The politics of misery

Jim Hoagland:

The humanitarian crisis in the Darfur region of Sudan has usefully drawn the world's attention to the plight of a million or more refugees and to the lifesaving assistance many of them receive from relief organizations. It also spotlights the brutality of a weak national government fighting multiple local rebellions.

But the Darfur moment in global consciousness also raises troubling questions about Africa's tenuous relationship with the outside world. That relationship is now dominated by the politics of misery, a poor base on which to build a partnership or a future.

Europeans and Americans pay attention to the continent's massacres, famines, epidemics and other forms of vast suffering, but heed little else. Policy responses are dominated by emotion and temporary fixes that are left to wither until the next crisis demands fresh bursts of concern and action.

The pattern is unlikely to change until Africans themselves take the lead in preventing or resolving the continent's potential or festering Darfurs. Africa has for too long relied on the uncertain kindness and intentions of outside powers. The continent's organization of political leaders, the African Union, must take charge of any campaign of intervention or economic sanctions that are needed to protect the dispossessed of Darfur.

...

I first directly encountered the politics of misery in the Biafran civil war in Nigeria about three decades ago. Relief organizations that helped the starving Biafrans were denounced and then openly threatened by Nigeria's central government. They were not accepted as independent, legitimate actors. The same was true of journalists who covered the Biafran cause.

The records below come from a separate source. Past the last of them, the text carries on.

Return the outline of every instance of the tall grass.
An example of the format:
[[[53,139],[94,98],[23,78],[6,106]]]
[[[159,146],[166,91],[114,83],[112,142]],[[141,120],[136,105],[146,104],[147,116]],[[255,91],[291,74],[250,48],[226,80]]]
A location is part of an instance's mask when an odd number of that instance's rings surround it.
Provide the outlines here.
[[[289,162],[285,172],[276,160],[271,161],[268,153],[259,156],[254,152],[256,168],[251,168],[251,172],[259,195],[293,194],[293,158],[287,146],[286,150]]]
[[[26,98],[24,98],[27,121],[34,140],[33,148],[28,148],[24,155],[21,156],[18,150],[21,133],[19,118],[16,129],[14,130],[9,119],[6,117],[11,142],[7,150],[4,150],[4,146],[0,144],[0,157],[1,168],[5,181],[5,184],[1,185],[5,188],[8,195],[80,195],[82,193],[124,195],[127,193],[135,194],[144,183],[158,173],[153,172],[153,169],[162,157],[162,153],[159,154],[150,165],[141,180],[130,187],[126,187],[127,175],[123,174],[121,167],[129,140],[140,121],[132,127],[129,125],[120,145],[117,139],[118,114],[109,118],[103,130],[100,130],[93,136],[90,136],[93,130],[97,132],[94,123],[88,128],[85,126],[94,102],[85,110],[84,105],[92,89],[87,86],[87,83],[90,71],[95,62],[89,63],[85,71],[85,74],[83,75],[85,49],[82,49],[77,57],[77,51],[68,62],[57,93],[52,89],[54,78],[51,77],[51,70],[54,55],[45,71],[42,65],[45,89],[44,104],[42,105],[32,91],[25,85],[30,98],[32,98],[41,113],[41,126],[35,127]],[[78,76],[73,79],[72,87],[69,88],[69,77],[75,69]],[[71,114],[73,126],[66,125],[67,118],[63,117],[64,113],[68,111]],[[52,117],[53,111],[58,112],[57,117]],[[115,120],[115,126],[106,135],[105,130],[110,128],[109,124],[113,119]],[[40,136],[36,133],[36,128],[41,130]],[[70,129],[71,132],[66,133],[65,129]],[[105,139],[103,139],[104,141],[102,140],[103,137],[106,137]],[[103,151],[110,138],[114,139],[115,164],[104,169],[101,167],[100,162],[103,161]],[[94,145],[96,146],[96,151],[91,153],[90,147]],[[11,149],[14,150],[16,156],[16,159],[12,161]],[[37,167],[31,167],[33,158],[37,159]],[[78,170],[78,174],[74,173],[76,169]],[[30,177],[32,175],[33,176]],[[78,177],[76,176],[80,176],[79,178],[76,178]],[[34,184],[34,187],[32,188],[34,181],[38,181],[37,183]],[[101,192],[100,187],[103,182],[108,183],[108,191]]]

Darfur is a measure of the constancy of Africa's problems. But it also measures the change in the international context of disaster relief. The reach and power of the media and humanitarian organizations have grown enormously. The invisible influence they exert is rarely challenged now, even though aid workers and journalists frequently work in an unacknowledged symbiosis that complicates the habits of diplomacy and statecraft.

This story demonstrates that there are some things worse than colonelism. The reason the African governemnts opposed the relief agencies is that the crisis either suits their political purpose are is a direct result of policies that were intended to cause the misery that is being relieved. In other words the famines are a cheap weapon of mass destruction. Stalin used a famine to great result in the Ukraine killing millions. African despots also find them useful, particularly Islamist like those ruling Sudan.